It's been a decade of high-visibility disasters, and they've brought the topic of resiliency to the forefront of local conversations. To their credit, local government leaders have heard their constituents' cries for more resilient communities and are investing in resiliency. However, much like what took place in post-Sandy northeast, making these high-visibility investments require sound planning and prioritization. To determine and justify them, leaders are searching for outcome- and predictive-based recovery approaches that increase resiliency and reduce future risk.

Qualitative, when the Quantitative isn't Available

We define resiliency as a community's ability to quickly recover from a major incident, such as a natural disaster or terrorism attack, and unfortunately, quantitative ways to predict resiliency are proving elusive. The Earth experiences the most unpredictable weather patterns in our solar system. Compound this natural unpredictability with increased event magnitudes and things simply move too fast for even the best of us to narrow down justifiable quantitative measurements.

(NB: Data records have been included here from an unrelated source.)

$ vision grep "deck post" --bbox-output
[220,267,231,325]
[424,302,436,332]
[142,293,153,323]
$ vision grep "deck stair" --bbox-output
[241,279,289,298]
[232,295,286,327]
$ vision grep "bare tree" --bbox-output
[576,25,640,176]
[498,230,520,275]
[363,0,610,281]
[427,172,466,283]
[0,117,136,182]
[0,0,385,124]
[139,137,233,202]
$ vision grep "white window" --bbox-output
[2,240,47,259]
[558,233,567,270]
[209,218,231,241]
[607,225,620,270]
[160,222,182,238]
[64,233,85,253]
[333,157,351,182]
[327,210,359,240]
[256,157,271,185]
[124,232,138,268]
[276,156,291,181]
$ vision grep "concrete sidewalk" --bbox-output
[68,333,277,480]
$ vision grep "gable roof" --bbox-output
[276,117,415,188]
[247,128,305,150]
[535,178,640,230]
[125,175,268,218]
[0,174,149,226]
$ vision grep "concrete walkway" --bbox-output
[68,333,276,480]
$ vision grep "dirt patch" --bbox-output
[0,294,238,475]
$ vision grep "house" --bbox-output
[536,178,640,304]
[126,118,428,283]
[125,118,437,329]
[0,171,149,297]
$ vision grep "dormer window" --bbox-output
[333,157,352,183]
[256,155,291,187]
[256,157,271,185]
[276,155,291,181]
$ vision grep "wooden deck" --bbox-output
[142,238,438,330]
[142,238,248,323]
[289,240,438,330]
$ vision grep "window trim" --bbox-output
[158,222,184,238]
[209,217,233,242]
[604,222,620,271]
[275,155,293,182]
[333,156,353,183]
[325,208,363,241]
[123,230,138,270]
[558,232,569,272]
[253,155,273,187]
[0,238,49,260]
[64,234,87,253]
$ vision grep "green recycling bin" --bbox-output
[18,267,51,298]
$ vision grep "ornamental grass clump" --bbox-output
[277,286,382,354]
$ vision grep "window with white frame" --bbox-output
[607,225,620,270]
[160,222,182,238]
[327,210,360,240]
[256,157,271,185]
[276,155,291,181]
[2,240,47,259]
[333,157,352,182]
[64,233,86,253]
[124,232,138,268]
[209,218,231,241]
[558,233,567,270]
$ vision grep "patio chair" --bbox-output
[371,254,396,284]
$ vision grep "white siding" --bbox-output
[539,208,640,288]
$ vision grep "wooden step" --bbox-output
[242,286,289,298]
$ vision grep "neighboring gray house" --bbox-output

With an atmosphere complex enough to support life yet complicated enough to produce devastating typhoons, how can we predict resiliency and recovery? Two industry-leading research papers out of the University of South Carolina focus on qualitative indicators in lieu of quantitative measurements.

The Formula

Susan L. Cutter and Christopher G. Burton have created a complex formula that, when simplified, relates vulnerability and resiliency. Compare these two characteristics and then toss a wrench into the system (the disaster, or "Event") to get an idea of your community's ability to recover or withstand a major incident.

In a formula, it might look something like this: [Vulnerability + Event] > or < Resiliency

If the sum of your community's vulnerabilities paired with the effects of a disaster (or a series of negative events impacting your community) ends up being less than your ability to absorb and recover from the event, there's a good chance you'll weather the storm and prove resilient. If that same sum ends up being more than your resiliency, there's a high chance your safety is in jeopardy.

The papers cite more than 40 indicators that can either be evaluated to contribute to vulnerability or resiliency. For example, let's say the disaster in the equation above is a hurricane. Rivers, measured in miles, can either add to a community's resiliency if there are none nearby, or be a major vulnerability if one runs right through town. Other indicators, like the number of town doctors, add to a community's resiliency with greater numbers, but become an area of vulnerability with fewer numbers. As the infographic below illustrates, each of these indicators exists somewhere between extremes of vulnerability and resiliency.

3232-predicting resiliency_infographic

So how can you predict community resiliency and recovery? Well, it helps to have collaboration from community leaders and outside professionals to truly monetize vulnerabilities and resiliencies. While developing a fully workable model is a challenge, it greatly improves communities' preparedness. This research is helping leaders recognize their communities' limitations, and understanding absorptive capacity is the first step towards realizing community resiliency and recovery.